The Lumber Champ is an animated short film distributed by Universal Pictures. It is the eighth of the thirteen Pooch the Pup cartoons.

==Plot==
Pooch (now having black ears) is a wood cutter who chops trees for the logging business. His boss is a tall husky cracks a whip at slow-moving works. While looking for trees to cut, Pooch spots his girlfriend, a coonhound, painting some pictures of the scenery. Delighted to see her, Pooch greets his sweetheart. They then sing the song "The Cute Little Things You Do" and walk around together. Looking from a distance, the husky sees them and develops an affinity for the female coonhound. The husky snatches her with his whip and shoots Pooch from a cannon in order to get away with the girl.
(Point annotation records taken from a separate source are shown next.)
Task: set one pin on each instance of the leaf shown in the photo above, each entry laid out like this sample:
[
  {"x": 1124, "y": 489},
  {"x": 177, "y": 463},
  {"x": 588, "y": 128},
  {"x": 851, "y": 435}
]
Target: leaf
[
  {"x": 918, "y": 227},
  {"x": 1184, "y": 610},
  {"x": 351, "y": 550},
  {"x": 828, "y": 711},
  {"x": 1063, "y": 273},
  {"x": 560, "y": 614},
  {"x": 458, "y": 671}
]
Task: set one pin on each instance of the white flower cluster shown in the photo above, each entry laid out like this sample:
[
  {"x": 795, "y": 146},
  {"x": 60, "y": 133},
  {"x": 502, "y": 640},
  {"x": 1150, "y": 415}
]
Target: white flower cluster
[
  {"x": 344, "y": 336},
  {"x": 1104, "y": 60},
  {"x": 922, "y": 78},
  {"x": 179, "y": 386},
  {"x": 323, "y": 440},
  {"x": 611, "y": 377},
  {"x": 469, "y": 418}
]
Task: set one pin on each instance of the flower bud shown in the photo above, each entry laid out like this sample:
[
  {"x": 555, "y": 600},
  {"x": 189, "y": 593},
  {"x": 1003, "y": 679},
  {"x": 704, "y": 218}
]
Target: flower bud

Eventually, the husky attempts to run over the coonhound with a locomotive, but his attempt is foiled when Pooch redirects the railroad tracks. At the film's conclusion, Pooch's girlfriend kisses him.

==Notes==
- Pooch still looks much like his original design, although his white ears have been replaced by long black ones.
- The animated trees in the cartoon bear some resemblance to Groucho and Harpo of the Marx brothers.